ヤング率〈縦弾性率〉が最も大きいのはどれか。
ヤング率〈縦弾性率〉が最も大きいのはどれか。
- ⑴ 筋(引っ張り)筋は収縮する組織で、引っ張りに対しては腱よりはるかに柔らかく伸びやすいです。ヤング率は腱より小さくなります。
- ⑵ 腱(引っ張り)腱は膠原線維が引っ張られる方向にそろって密に並ぶため伸びにくく、選択肢のなかでヤング率が最も大きくなります。
- ⑶ 大腸(円周方向)大腸の壁は平滑筋と弾性線維に富み、内容物に応じてよく広がります。硬さは腱に比べて大幅に小さいです。
- ⑷ 動脈(円周方向)動脈は弾性線維を含んで拍動に応じて広がる構造で、円周方向にはよく伸びます。腱よりはるかに柔らかい組織です。
- ⑸ 肺胞(拡張方向)肺胞は呼吸に応じて容易に膨らむ最も柔らかい構造です。ヤング率は選択肢のなかで最小になります。
解説
正解は⑵です。
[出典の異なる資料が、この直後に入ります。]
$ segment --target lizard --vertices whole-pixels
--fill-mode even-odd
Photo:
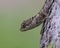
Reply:
[[[41,30],[40,48],[60,48],[60,0],[46,0],[42,9],[33,17],[21,24],[21,31],[31,30],[43,23]]]

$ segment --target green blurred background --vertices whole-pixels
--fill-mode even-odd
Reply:
[[[0,48],[39,48],[41,25],[21,32],[20,24],[43,4],[44,0],[0,0]]]

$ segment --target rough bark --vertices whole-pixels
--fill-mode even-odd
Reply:
[[[43,23],[40,48],[60,48],[60,0],[46,0],[43,8],[34,17],[23,21],[21,31],[30,30]]]

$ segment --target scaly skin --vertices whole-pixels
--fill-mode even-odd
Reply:
[[[43,23],[40,48],[60,48],[60,0],[46,0],[43,8],[34,17],[23,21],[21,31],[33,29]]]
[[[46,18],[48,18],[48,12],[52,3],[53,0],[46,0],[43,8],[37,13],[37,15],[22,22],[20,30],[26,31],[39,26]]]

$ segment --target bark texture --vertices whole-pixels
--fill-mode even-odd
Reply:
[[[46,0],[43,8],[34,17],[23,21],[21,31],[30,30],[43,23],[40,48],[60,48],[60,0]]]

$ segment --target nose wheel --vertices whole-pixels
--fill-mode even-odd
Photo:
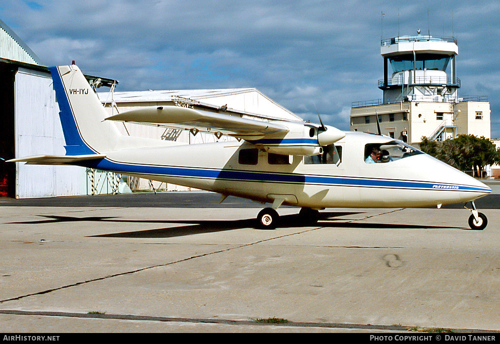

ヤング率は引っ張ったときに変形しにくいほど大きくなる値で、選択肢のなかでは腱が最も大きくなります。腱は膠原線維が引っ張られる方向にそろって密に並んでいるため伸びにくく、筋が発生した力を骨へ効率よく伝えられます。筋は同じ引っ張りでも腱よりはるかに柔らかく、動脈や大腸の壁は弾性線維と平滑筋を含んでよく広がり、肺胞は最も柔らかく容易に膨らみます。組織の硬さの順序は、線維の並び方と含まれる成分から説明できます。